In the end, we went with a middle ground e-Commerce forecast. We through of it as a “Goldilocks” number. Not so high that people wouldn’t believe it, but not so low, that it wouldn’t interest people.
Results from that experience
So, what happened in that first year?
Short story was our e-Commerce forecast was horribly inaccurate month by month. We started much slower than expected, but had a change in fortunes mid-year. By the end of the year, we were well above forecast and target. And our Year 2 e-Commerce forecast was way more accurate.
Longer story, was we had a series of unexpected events which threw off our initial forecast.
First, advertising support from the brand team got delayed for the first 3 months. Though we picked up some sales, the sales were modest. Our actual sales were only about 10% of forecast for the first 3 months.
However, the new advertising finally launched in month 3 and we added to the range of products in the store. We used those quiet first three months to improve the store website, the order to delivery system, and help the customer service team get more comfortable dealing with enquiries.

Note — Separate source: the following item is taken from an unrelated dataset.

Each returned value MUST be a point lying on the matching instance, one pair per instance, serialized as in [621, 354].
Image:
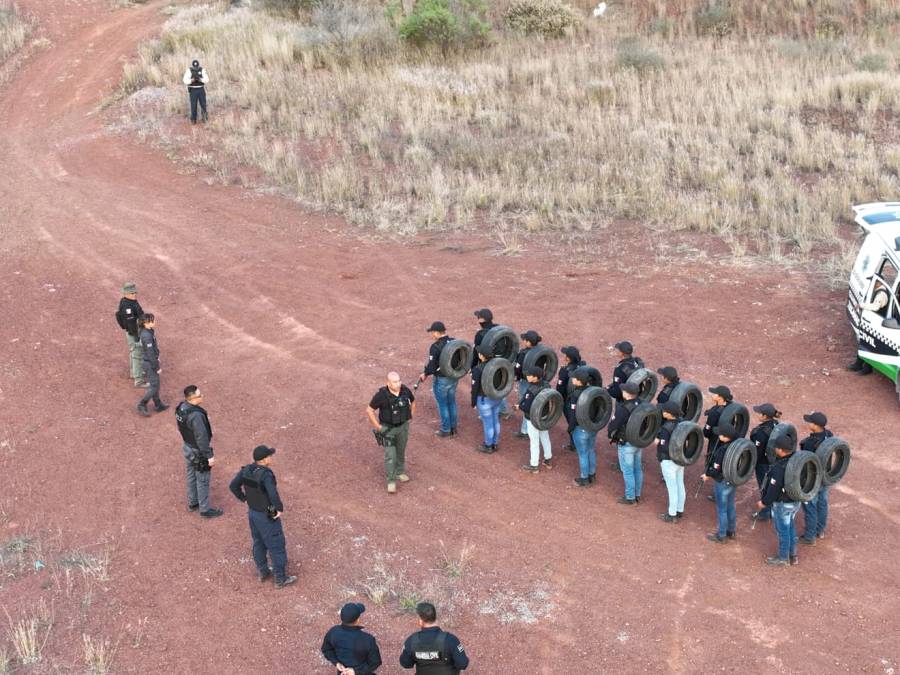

By month 6, we were at 80% of our initial forecast and target. Awareness levels started to rise. Store visits increased rapidly.
The shape of the sales chart was similar to the shape of the product life cycle. Lower at the start but with a definite tipping point where rapid growth took off.
We used this shape in our future e-Commerce forecasts as it was invariably more accurate than predicting straight-line growth.
Sales more or less doubled month on month for the rest of the year.
This took us well over forecast and target. We were inaccurate but had under-forecast and over-sold, and we had a year’s worth of data to make our Year 2 e-Commerce forecast much more accurate.
Conclusion - the e-Commerce forecast
Your e-Commerce forecast sets out how much you expect to sell online over the next 12 months by month or by week.
You use it when you start selling online to validate your business case and your resource requirements. It becomes more accurate over time as you adjust it based on gathering and analysing new data as you sell online.
For businesses already selling online, the more you know they better your forecast.
You can use statistical techniques like linear regression, correlation and cluster analysis to analyse historic sales and marketing data, and make e-Commerce forecasts more accurate. However, you should also apply your own understanding of market dynamics and likely events and trends to improve accuracy. (using a Bayesian statistics approach).
For businesses new to selling online, the same principles apply. But you need to be more creative in how and where you source data. Benchmark against industry standards and other related data (e.g. website visits). But accept that your forecast accuracy will start low and improve over time.
E-Commerce forecasts are a combination of data gathering, logical data analysis, and business storytelling. The forecast is an evolving number that tracks your best estimate of sale based on the latest available data. It helps you manage your marketing, supply and finance plans better by having a view on what’s going to happen.